Google adds quantization-aware training checkpoints to Gemma 4 for smaller, faster local deployment

Google expands Gemma 4 with efficiency-focused checkpoints

Google has released new quantization-aware training, or QAT, checkpoints for its Gemma 4 model family, aiming to make the models easier to run on phones, laptops, and consumer GPUs. The company said the update is designed to reduce memory requirements while preserving model quality and improving on-device performance.

The new checkpoints arrive about two months after Gemma 4 first launched, and follow a series of recent additions to the lineup. Google has already introduced multi-token prediction to speed up inference and added a 12B model to fill the gap between its smaller and larger variants. The latest release focuses on making the models more compact and practical for local deployment.

QAT differs from standard post-training quantization by incorporating quantization during the training process rather than applying it afterward. Google said this approach helps reduce the quality loss that can appear when models are compressed. In its testing, the company said QAT produced better results than standard PTQ baselines.

The release includes checkpoints for the widely used Q4_0 quantization format, along with a new format tailored for mobile use cases.
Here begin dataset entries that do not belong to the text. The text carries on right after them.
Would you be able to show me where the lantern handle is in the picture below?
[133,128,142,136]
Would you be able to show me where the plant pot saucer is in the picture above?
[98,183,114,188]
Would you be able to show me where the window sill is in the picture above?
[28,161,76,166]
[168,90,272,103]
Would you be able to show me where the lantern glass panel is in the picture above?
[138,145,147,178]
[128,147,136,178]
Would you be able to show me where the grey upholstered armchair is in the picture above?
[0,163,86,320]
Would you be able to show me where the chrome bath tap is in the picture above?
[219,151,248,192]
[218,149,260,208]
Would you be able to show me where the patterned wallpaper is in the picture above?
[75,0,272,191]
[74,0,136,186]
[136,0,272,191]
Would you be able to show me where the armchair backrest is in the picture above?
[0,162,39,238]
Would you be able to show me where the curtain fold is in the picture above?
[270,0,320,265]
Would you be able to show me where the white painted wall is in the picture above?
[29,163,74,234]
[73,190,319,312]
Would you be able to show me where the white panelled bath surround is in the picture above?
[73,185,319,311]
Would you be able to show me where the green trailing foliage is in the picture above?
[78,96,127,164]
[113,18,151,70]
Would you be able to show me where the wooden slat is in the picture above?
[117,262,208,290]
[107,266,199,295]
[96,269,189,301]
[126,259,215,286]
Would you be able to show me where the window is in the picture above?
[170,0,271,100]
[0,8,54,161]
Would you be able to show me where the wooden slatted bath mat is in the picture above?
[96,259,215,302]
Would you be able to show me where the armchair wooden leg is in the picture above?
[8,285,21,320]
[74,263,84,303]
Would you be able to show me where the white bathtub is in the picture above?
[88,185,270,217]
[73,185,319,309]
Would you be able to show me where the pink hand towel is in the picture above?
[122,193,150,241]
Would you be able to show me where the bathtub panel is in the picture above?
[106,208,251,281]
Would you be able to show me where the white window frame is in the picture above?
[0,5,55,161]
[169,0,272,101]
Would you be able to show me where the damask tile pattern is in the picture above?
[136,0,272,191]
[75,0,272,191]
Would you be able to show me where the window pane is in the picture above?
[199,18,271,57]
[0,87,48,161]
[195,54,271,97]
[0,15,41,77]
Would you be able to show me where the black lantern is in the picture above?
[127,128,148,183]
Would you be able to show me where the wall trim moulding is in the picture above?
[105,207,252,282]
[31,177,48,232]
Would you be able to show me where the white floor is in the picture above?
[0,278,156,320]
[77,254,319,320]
Google said the mobile-oriented version reduces the memory footprint of the Gemma 4 E2B model to 1GB. For the text-only version of that model, the footprint drops to less than 1GB, depending on the configuration.

A custom approach for mobile hardware

Google said it designed the mobile format with edge devices in mind, including techniques intended to better match mobile processors and accelerators. The company highlighted several elements of the system, including precomputed activation scaling to reduce on-device overhead, channel-wise quantization for better hardware alignment, and targeted 2-bit compression for the token-generation parts of the model.

It also said it optimized the embedding and key-value cache components, which can play an important role in keeping long conversations efficient without exhausting memory. According to Google, these changes can significantly lower the active memory needed during use.

The company also noted that users can reduce memory use further by omitting modalities they do not need. That means developers can deploy only the text components, or choose the audio and vision encoders separately depending on the application.

Broad support across developer tools

To make the models easier to use, Google said the Gemma 4 QAT checkpoints are being supported across a range of tools and runtimes. The company pointed developers to model weights on Hugging Face in Q4_0 and mobile collections, with formats prepared for llama.cpp and vLLM. It also said unquantized checkpoints are available for workflows that require conversion before quantization.

Google listed several deployment options, including llama.cpp, Ollama, LM Studio, LiteRT-LM for edge devices, and Transformers.js for running models in the browser. It also mentioned support for larger-model serving through SGLang and vLLM, Apple Silicon optimization with MLX, and fine-tuning through Hugging Face Transformers and Unsloth.

The release extends Google’s push to position Gemma 4 as a family that can run across a wider range of hardware, not just server-class systems. For developers building local or edge-focused applications, the new QAT checkpoints are intended to make that easier without a major tradeoff in output quality.